La Asociación Pro Derechos Humanos de España ha denunciado esta semana a una empresa que se dedicaba a fabricar chalecos antibalas con piel de vasco. “El tejido cutáneo vasco es diez veces más resistente que la fibra utilizada habitualmente en estos chalecos”, aseguraba la compañía en su página web, que prometía que se trataba de vascos criados en libertad.

Según la asociación denunciante, el fabricante se aprovecha de que los vascos no notan nada cuando se les arranca la piel a tiras, como mucho un leve cosquilleo, y ni siquiera les paga. “Que los vascos no sufran no es justificación suficiente”, se queja la entidad. Fuentes de la Ertzaintza confirman además que se han llegado a producir enfrentamientos con delincuentes que disparaban a agentes protegidos con un chaleco fabricado con la propia piel del criminal.

La utilización indiscriminada de vascos para la seguridad no se limita a los chalecos antibalas: algunos bancos también han optado por sustituir el cristal blindado de algunas sucursales por una barrera de vascos.

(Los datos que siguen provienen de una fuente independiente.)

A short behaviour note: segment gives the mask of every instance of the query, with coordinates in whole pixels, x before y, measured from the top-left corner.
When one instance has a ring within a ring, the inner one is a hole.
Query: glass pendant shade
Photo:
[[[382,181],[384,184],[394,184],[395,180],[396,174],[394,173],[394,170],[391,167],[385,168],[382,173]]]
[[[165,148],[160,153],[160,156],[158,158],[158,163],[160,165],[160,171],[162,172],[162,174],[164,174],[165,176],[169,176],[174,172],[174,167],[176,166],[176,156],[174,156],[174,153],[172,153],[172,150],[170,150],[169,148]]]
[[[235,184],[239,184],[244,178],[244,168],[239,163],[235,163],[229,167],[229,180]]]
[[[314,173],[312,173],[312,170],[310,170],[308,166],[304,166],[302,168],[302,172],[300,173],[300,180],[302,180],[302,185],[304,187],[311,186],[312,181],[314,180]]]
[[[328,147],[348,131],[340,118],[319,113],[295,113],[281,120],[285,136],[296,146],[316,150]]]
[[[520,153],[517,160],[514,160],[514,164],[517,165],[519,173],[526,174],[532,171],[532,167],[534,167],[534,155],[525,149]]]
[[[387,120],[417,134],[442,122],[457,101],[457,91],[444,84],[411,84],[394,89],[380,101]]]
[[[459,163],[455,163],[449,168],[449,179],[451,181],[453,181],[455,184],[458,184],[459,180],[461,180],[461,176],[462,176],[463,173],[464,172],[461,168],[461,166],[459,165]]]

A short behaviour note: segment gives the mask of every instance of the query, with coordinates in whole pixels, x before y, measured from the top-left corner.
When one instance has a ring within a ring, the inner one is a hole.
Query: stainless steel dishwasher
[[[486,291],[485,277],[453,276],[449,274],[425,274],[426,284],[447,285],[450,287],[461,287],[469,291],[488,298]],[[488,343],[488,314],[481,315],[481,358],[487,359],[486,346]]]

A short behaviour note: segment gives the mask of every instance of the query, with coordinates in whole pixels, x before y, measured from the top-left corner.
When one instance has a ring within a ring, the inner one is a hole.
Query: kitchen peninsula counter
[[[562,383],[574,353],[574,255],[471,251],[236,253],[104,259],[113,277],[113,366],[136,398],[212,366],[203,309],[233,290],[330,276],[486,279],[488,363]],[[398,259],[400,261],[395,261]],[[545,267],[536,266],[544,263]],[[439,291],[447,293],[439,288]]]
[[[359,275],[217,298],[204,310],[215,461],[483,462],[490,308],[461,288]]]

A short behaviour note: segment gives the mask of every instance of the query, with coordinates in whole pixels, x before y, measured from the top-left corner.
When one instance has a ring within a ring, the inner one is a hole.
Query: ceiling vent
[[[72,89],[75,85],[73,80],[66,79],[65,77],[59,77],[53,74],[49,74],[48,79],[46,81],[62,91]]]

Muchos de ellos llevan atada al cuello la cadenita del bolígrafo.

La Asociación Pro Derechos Humanos de España recuerda que, hace años, miles de vascos eran lanzados a las minas asturianas para abrir itinerarios por las montañas que resultaban inaccesibles para la gente normal. La organización lamenta que en la actualidad este tipo de prácticas sigan vigentes.